The summer heat has definitely left me feeling lazy when it comes to cooking these past few weeks. As a result, I've been leaning on some easy, refreshing, meal-prep-friendly (aka only one day of cooking necessary) salads to keep me going. I find that oftentimes my meal preps kind of just feel like different large bowls of mush... but if they taste good, that's all that counts!
One of my favorite bases is orzo. It's easy to prep, keeps well, and gives my meal a nice carby backbone to help me feel full.
Why Orzo Salads Are Perfect for Summer
The best part about orzo salad recipes is that once the orzo is cooked, we're done with the heat. That means you don't have your stove or oven heating up your apartment which, as someone who doesn't have AC in their living room/kitchen, is a huge perk.
Recently I made a spring-inspired orzo salad filled with herbs and fresh veggies that was so delicious, I want to share it with you. I'm going to be honest—I typically just eyeball all of my salad recipes. I would advise you to measure with your heart, but here are some guiding amounts for reference.
Fresh Herb Orzo Salad Recipe
Ingredients:
1 cup dry orzo
1 cup peas
5-6 radishes
¼ cup mint
¼ cup basil
½ cup slivered almonds
¼ cup feta
Dressing:
¼ cup olive oil
Juice of 1 lemon
1 clove garlic, minced
Salt and pepper to taste
Directions:
Cook the orzo according to package directions. Drain and set aside to cool.
Blanch the peas: bring a pot of water to a boil, cook the peas for 1-2 minutes, then immediately transfer them to an ice bath. (This stops the cooking process and keeps them bright green and firm!)

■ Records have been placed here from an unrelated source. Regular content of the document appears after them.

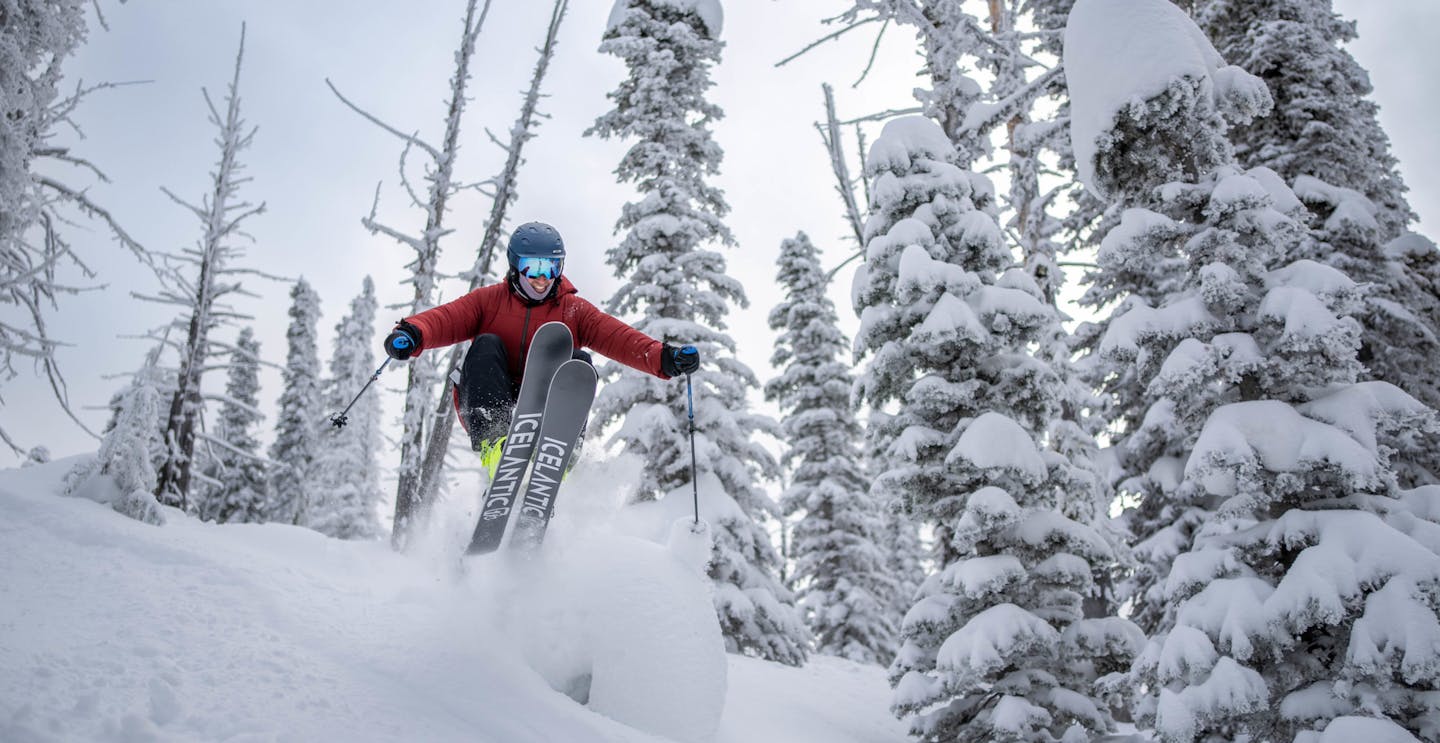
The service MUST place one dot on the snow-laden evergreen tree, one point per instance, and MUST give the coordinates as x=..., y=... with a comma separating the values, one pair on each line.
x=841, y=572
x=301, y=418
x=1324, y=123
x=242, y=485
x=997, y=647
x=121, y=473
x=421, y=411
x=346, y=473
x=1292, y=588
x=199, y=282
x=902, y=547
x=674, y=278
x=1324, y=137
x=36, y=205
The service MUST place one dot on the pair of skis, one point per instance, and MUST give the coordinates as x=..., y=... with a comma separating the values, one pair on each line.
x=555, y=399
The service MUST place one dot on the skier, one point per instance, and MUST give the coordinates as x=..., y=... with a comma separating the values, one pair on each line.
x=500, y=320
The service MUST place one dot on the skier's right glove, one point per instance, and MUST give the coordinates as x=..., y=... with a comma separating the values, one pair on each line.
x=683, y=360
x=402, y=341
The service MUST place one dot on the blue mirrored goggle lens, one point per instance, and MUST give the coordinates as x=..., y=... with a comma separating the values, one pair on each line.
x=540, y=268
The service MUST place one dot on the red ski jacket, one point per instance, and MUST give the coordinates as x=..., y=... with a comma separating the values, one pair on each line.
x=496, y=308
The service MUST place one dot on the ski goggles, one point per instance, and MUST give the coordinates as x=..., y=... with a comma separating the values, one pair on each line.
x=547, y=268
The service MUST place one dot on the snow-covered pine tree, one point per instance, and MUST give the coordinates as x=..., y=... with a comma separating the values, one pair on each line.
x=899, y=537
x=346, y=473
x=1324, y=138
x=202, y=295
x=997, y=645
x=239, y=471
x=424, y=271
x=1293, y=591
x=36, y=39
x=300, y=421
x=847, y=591
x=1031, y=138
x=677, y=282
x=121, y=473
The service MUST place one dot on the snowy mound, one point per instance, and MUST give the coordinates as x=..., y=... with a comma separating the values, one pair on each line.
x=624, y=627
x=118, y=631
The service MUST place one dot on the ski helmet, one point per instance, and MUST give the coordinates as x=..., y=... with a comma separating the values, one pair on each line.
x=536, y=249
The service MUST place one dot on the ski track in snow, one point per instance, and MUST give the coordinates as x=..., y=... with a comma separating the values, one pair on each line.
x=113, y=629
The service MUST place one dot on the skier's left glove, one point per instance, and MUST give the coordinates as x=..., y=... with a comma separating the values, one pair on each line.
x=678, y=360
x=403, y=341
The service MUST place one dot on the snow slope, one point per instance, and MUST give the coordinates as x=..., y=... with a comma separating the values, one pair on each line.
x=113, y=629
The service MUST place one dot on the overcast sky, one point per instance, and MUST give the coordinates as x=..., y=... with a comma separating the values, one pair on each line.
x=316, y=164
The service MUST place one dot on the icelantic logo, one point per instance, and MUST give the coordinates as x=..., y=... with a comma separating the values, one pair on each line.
x=511, y=467
x=545, y=478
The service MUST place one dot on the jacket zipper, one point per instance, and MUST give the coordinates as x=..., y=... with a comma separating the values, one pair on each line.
x=524, y=340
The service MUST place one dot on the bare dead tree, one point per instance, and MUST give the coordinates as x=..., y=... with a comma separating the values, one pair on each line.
x=439, y=173
x=501, y=197
x=202, y=280
x=36, y=208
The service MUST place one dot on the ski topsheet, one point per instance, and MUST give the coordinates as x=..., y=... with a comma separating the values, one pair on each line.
x=550, y=347
x=566, y=409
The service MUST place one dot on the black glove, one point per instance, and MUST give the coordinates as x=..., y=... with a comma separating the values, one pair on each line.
x=402, y=341
x=683, y=360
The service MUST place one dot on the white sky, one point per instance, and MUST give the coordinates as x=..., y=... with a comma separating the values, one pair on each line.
x=317, y=164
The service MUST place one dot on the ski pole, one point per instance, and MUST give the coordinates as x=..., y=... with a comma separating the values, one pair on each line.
x=340, y=419
x=694, y=481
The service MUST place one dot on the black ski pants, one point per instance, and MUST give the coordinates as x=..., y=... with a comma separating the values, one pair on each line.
x=486, y=395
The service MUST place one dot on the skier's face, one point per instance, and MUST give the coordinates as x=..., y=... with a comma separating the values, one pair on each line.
x=539, y=284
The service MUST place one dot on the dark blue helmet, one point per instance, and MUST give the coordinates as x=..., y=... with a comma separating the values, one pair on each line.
x=536, y=249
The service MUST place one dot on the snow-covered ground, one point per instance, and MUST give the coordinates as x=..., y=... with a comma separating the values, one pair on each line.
x=113, y=629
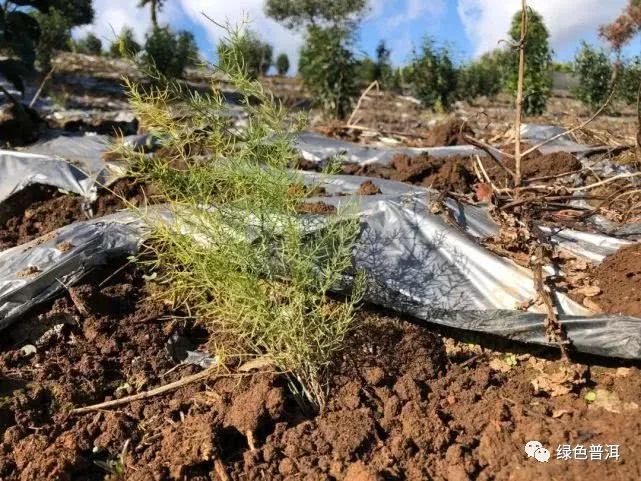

Thinly slice the radishes. I recommend using a mandoline if you have one.
Finely chop your fresh herbs.
Combine everything, toss with dressing, and enjoy!
Make It Your Own
I find that this recipe typically keeps well all week (or as long as it lasts before it all gets eaten). It's also so easy to make it your own. Here are some suggested alternatives if you aren't a huge fan of some of the ingredients, or if you simply want to use up some random odds and ends in your kitchen:
Instead of almonds: pistachios or pine nuts
Instead of peas: chopped and blanched asparagus
Additional greens: parsley and/or arugula make a yummy addition
Instead of radishes: sliced cucumber
Instead of orzo: pearled couscous as the base
Dressing variation: using pesto as a dressing adds a fun twist (I like to add a little extra olive oil so it isn't quite so thick)
I hope you decide to give this recipe a try! There are so many fun ways to personalize it to suit your own taste, and I find it to be such an easy way to keep myself full and nourished all week long.